Amazon RedShift for MySQL DBA's

Amazon RedShift for MySQL DBA's

What is RedShift

Amazon RedShift is a data analytics database provided as a service by Amazon AWS that is specifically designed for analyzing data using standard SQL. Amazon RedShift was build on top of ParAccel MPP (massively parallel processing) database, RedShift also has roots in PostgreSQL database 8.0, with exception of the storage engine that is very different from PostgreSQL database. RedShift does however support all PostgreSQL clients and drivers. Amazon RedShift is designed to handle petabytes of data, while RedShift Spectrum is designed to handle exabytes of data.

Columnar Data Store

Amazon RedShift unlike any RDBMS does not store data in rows, it stores data in columns that are physical entities, just like in RDBMS the data is presented in table but physically columns are separate entities. Why columns? Simply to reduce io (input output) or reduce disk reads to retrieve the data. Since the user rarely selects all the data from the table (SELECT * FROM table_name) storing data in columns reduces disk access by accessing only the columns from the disk that are in the select statement, for example SELECT  FIRST_NAME, REGION, ORDER_ID will only retrieve those columns from the disk. This columnar store also aids in compression since the data stored in each column is uniform - for example FIRST_NAME only stores first names. Column stores closely resembles an index on a single column in RDBMS.

Column store, while very useful for selecting data, is very inefficient for OLTP operations since inserting a single row in a table will have to physically record each item in its own column thus increasing the disk io since each item in the table requires individual io, unlike RDBMS that can record a single transaction in single physical object - table. That is also why adding indexes to RDBMS increases io, the more indexes on RDBMS table the more io it will generate.

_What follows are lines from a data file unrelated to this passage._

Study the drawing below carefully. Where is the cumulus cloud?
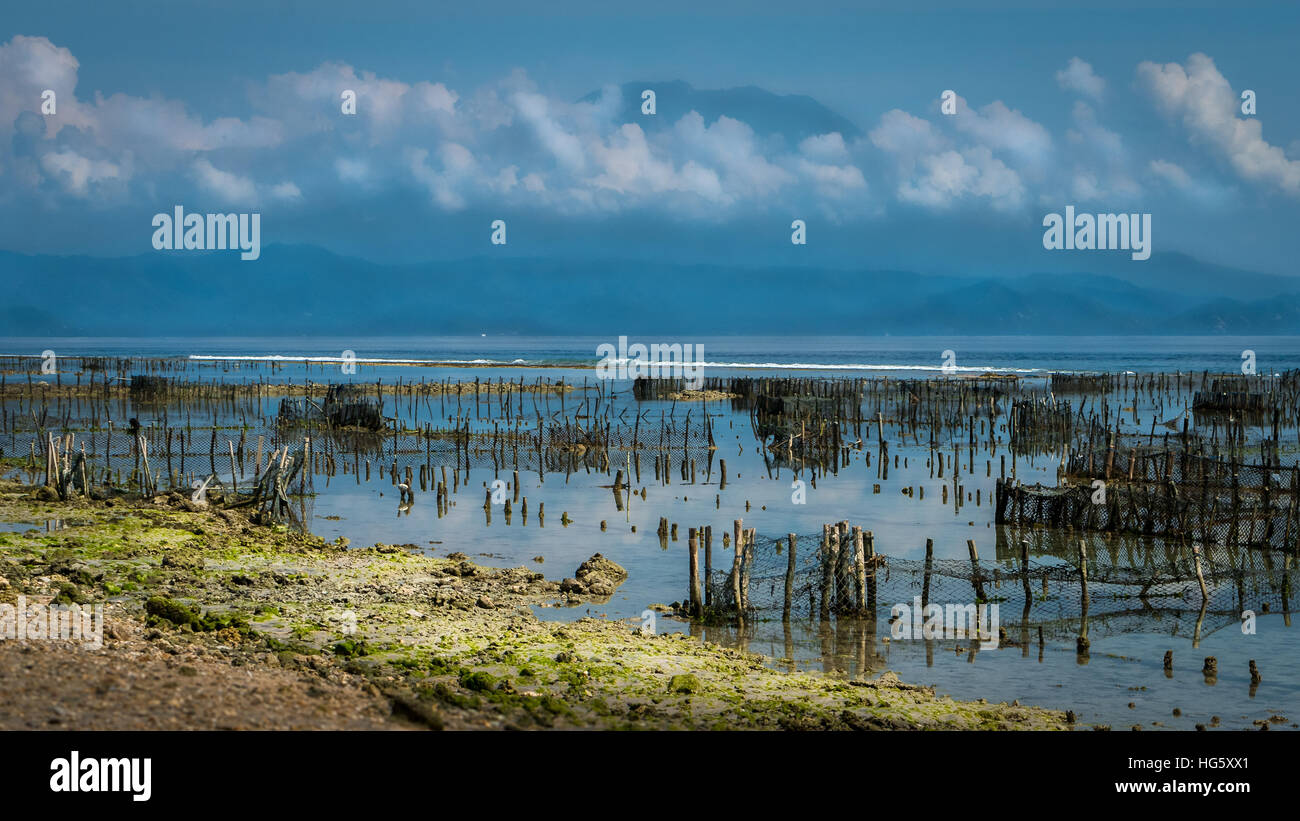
[0,36,1279,231]
[194,160,257,205]
[1138,53,1300,195]
[1057,57,1106,100]
[40,151,122,197]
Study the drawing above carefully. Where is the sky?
[0,0,1300,274]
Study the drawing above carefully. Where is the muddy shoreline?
[0,481,1073,730]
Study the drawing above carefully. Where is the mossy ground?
[0,482,1070,730]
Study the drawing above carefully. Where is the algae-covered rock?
[572,553,628,596]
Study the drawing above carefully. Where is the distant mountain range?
[0,244,1300,336]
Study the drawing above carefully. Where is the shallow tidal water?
[0,338,1300,730]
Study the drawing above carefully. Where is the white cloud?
[194,160,257,205]
[1138,53,1300,195]
[1057,57,1106,100]
[40,151,122,196]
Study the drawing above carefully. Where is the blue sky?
[0,1,1300,274]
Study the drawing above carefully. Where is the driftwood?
[239,447,307,522]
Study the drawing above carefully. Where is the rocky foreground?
[0,482,1070,730]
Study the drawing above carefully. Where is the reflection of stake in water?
[889,596,1001,650]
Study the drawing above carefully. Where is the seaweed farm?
[0,340,1300,729]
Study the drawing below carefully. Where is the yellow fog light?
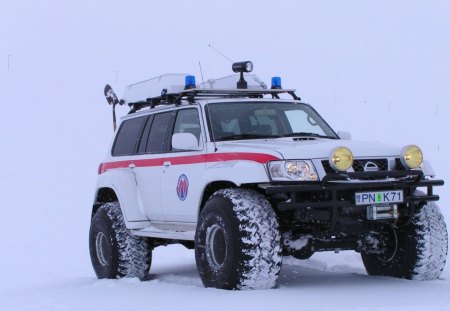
[400,145,423,169]
[329,147,353,172]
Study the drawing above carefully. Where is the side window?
[173,109,201,141]
[146,111,173,153]
[137,116,153,154]
[112,117,147,156]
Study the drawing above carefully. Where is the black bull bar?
[258,170,444,210]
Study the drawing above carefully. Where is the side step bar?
[131,226,195,241]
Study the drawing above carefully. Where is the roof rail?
[128,89,301,114]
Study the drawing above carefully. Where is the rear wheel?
[195,189,282,289]
[361,202,448,280]
[89,202,152,279]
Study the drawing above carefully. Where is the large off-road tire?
[195,189,282,289]
[89,202,152,279]
[361,197,448,280]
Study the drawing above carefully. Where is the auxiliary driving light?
[232,61,253,72]
[400,145,423,169]
[329,147,353,172]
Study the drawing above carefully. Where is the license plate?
[355,190,403,205]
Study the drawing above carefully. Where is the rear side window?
[147,111,174,153]
[112,117,147,156]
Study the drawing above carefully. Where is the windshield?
[206,102,338,141]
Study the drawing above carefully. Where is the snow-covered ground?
[0,0,450,311]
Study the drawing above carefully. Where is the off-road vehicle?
[90,62,447,289]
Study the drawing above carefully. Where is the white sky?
[0,0,450,191]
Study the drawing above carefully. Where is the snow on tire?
[195,189,282,289]
[89,202,152,279]
[361,192,448,280]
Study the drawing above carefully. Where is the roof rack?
[128,88,301,114]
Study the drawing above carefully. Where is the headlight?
[329,147,353,172]
[268,160,318,181]
[400,145,423,169]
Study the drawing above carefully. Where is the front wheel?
[195,189,282,289]
[361,202,448,280]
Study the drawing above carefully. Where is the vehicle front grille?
[322,159,388,179]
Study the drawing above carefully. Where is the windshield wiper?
[281,132,337,139]
[217,133,281,140]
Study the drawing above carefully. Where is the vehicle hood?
[217,138,401,159]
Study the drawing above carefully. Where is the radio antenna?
[198,62,217,152]
[198,62,205,89]
[208,43,234,63]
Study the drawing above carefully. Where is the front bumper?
[258,170,444,210]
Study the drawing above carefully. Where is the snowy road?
[0,246,450,311]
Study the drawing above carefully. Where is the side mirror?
[172,133,201,150]
[338,131,352,140]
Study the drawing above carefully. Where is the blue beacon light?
[184,76,196,90]
[271,77,281,90]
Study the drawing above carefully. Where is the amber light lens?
[400,145,423,169]
[329,147,353,172]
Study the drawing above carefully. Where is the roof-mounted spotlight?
[184,76,195,90]
[232,61,253,89]
[271,77,281,90]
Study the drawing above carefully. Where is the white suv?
[90,62,447,289]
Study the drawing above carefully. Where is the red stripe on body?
[100,152,279,173]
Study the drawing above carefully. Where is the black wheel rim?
[205,225,227,270]
[95,232,110,267]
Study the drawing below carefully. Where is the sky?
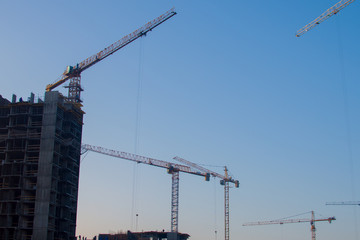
[0,0,360,240]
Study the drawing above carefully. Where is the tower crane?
[173,157,239,240]
[46,8,176,103]
[81,144,210,232]
[326,201,360,206]
[296,0,355,37]
[243,211,336,240]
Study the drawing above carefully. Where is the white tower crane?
[81,144,210,233]
[173,157,239,240]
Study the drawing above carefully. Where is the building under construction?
[94,231,190,240]
[0,91,84,240]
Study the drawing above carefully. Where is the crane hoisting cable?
[46,8,176,103]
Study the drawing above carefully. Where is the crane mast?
[46,8,176,103]
[81,144,210,232]
[243,211,336,240]
[173,157,239,240]
[296,0,355,37]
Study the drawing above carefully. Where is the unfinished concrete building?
[0,91,83,240]
[98,231,190,240]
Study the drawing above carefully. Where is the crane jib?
[46,8,176,91]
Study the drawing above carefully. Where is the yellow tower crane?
[243,211,336,240]
[296,0,355,37]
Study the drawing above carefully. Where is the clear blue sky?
[0,0,360,240]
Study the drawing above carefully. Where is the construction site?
[0,0,360,240]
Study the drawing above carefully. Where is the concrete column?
[32,92,59,240]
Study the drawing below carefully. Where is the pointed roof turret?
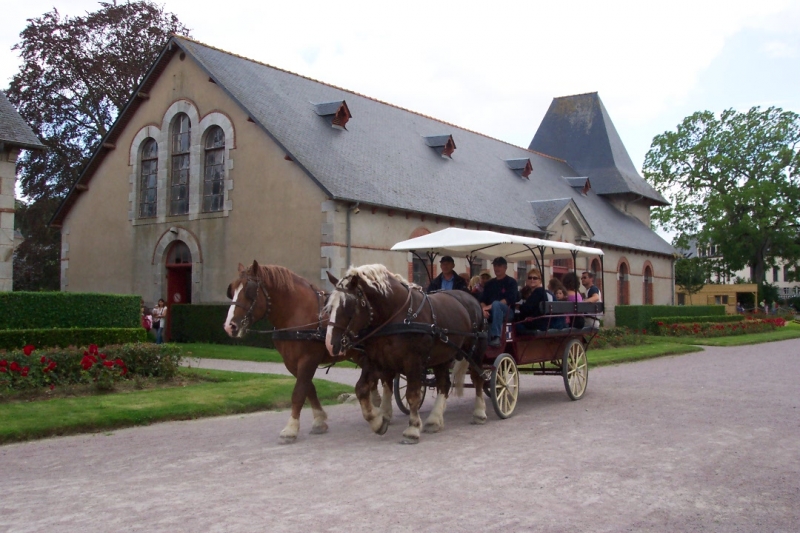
[529,93,668,205]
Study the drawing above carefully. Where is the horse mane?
[252,265,294,291]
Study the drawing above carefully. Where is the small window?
[169,113,191,215]
[203,126,225,212]
[139,139,158,218]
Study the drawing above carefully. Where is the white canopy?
[392,228,603,261]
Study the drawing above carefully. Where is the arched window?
[203,126,225,211]
[617,263,631,305]
[139,139,158,218]
[644,265,653,305]
[169,113,191,215]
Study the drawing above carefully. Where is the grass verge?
[0,369,353,444]
[647,322,800,346]
[587,339,703,367]
[178,343,356,368]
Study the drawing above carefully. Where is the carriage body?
[392,228,603,418]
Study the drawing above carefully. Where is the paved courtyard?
[0,340,800,533]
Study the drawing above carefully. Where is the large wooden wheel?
[561,339,589,400]
[393,374,428,414]
[489,353,519,418]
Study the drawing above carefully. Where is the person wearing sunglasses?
[516,268,563,335]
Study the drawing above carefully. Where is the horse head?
[325,269,374,357]
[224,260,269,337]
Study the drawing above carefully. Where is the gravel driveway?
[0,340,800,533]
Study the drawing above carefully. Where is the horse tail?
[453,359,469,398]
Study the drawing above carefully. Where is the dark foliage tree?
[644,107,800,285]
[6,0,189,289]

One can incorrectly perceive that column store is nothing more than RDBMS with an index on every column, but the real difference is how columnar store maps the data to the storage. In RDBMS indexed data primary key is the rowid that is mapped from the data, in columnar store primary key is the data is mapped from the rowid, hence retrieving all data for a given object is very inefficient in columnar for example to retrieve a single row will require multiple io’s, vs single io in RDBMS to retrieve a single row.

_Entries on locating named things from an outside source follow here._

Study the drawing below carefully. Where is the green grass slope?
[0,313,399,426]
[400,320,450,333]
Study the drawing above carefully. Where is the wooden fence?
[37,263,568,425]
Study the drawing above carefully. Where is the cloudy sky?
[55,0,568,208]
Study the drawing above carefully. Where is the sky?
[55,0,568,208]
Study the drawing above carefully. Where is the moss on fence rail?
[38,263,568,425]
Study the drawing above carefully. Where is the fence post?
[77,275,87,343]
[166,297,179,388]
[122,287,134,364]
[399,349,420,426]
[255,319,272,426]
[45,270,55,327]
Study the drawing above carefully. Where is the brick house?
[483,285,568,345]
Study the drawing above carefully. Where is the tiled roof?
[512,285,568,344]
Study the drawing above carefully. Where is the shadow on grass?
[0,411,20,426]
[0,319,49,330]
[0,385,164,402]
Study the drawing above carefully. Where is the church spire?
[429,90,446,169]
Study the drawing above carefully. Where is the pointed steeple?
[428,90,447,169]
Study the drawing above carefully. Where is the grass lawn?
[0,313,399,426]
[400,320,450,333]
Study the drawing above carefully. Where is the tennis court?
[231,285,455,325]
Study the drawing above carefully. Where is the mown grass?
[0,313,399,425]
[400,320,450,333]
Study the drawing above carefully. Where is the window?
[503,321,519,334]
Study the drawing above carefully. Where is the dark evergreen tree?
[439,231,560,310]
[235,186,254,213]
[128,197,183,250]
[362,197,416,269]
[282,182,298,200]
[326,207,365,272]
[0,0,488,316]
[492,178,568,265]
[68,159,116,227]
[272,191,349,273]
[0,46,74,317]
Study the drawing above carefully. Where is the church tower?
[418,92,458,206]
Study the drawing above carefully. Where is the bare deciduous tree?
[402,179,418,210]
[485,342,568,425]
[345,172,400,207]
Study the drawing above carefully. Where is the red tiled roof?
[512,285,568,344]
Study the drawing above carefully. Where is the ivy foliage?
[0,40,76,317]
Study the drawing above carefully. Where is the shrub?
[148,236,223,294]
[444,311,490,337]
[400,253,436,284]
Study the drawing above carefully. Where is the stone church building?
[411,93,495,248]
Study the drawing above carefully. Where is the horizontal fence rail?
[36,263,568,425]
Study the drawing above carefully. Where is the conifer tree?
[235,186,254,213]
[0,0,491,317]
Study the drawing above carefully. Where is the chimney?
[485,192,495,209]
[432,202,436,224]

Columnar store is theoretically a lot slower than RDBMS - it requires multiple io’s to record individual items and it requires multiple io’s to retrieve a single row. i.e. all items for a specific object, but columnar store despite theoretical disadvantages has a practical advantage - one rarely needs to select all items for a specific object, for example in rolodex one usually looks for either an address or phone for a person, that selective retrieval is the main advantage of column store, since its selective operations it can retrieve the data in far fewer io’s than RDBMS.

RedShift Nodes

AWS RedShift has only two categories of nodes:

  • Leader node one per entire cluster, stores metadata, coordinates parallel SQL processing, optimizer, converting SQL to C++ for data nodes to execute, pg_catalog
  • Compute node up to 120 nodes, stores actual data, backup and restore, data loading


Each RedShift cluster has only one Leader node and several compute nodes. The leader node is receiving and parsing queries and the compute nodes actually store data.

The entire SQL interaction either via psql> or drivers is performed though Leader node.  

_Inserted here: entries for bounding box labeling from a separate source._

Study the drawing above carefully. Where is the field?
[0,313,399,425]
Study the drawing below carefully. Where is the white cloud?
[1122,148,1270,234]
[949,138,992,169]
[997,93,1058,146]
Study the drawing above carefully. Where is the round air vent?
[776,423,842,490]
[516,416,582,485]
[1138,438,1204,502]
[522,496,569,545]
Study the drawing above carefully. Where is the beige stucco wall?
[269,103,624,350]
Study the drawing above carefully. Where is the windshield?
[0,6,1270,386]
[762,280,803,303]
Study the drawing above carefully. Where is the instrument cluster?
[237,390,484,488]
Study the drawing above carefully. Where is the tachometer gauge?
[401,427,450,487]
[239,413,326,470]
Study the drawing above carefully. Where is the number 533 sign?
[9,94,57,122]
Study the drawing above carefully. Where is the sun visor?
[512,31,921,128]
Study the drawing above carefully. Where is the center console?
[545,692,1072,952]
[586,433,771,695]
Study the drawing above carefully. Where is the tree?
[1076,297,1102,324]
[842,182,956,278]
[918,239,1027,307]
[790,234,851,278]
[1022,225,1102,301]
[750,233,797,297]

Compute nodes, zone maps,slices, columns and blocks

Slices

AWS RedShift stores and distributes data in slices, slices are virtual compute nodes. Data nodes virtually partitioned in slices depending on the size of the data node there can be 2, 16 or 32 slices, slices are not pinned to CPU’s. The data is stored per slice and slice is essentially a unit of data partitioning. The data is distributed (sharded) on slices, one can think of slices as data shards.  


Zone Maps

Zone maps are in memory metadata min and max values for data blocks, simply put it is a map pointing to the location of the blocks. Adding a Sort Key greatly help zone maps to locate the blocks of data. Sort keys usually based on query pattern but typically are time stamps. Sort Keys and Zone maps are similar to a partition in RDBMS, for example if we have a table with Primary Key (usually a distribution key) and timestamp (Sort Key), this Sort Key will sort the data and in effect update the zone map. When looking for a specific data range Zone Map will point to the exact blocks where the data is located - similar to partitioning by date in MySQL - selecting data in the range will point to the exact partition where the data is located.

Creating Tables - Compression, encoding, distribution and sorting


Creating RedShift tables is simpler than RDBMS - Primary Keys and Foreign Keys are not enforced, no constraints, no triggers, no stored procedures and only two types of optimizations - distribution and sorting. In addition since the table data is stored in individual physical structures - columns, each column can be encoded differently from the rest.  RedShift supports 12 compression encodings types depending on the data type specific encoding can be selected.

There are only three aspects to RedShift optimization

  • Encoding
  • Distribution
  • Sorting

Encoding

Since every column is a separate physical entity it makes sense that each column can be encoded differently. Why bother with different encoding? Different data types compress differently depending on encoding and hence the main approach in RedShift to reduce io by as much as possible selecting correct encoding makes absolute sense.


If the default encoding is selected RedShift is going to encode Sort Keys in RAW, numerical types and boolean also encoded in RAW. All other types are encoded using LZO encoding. RAW means no compression and it makes more sense for Sort Keys and dist keys since they update zone maps and numeric types.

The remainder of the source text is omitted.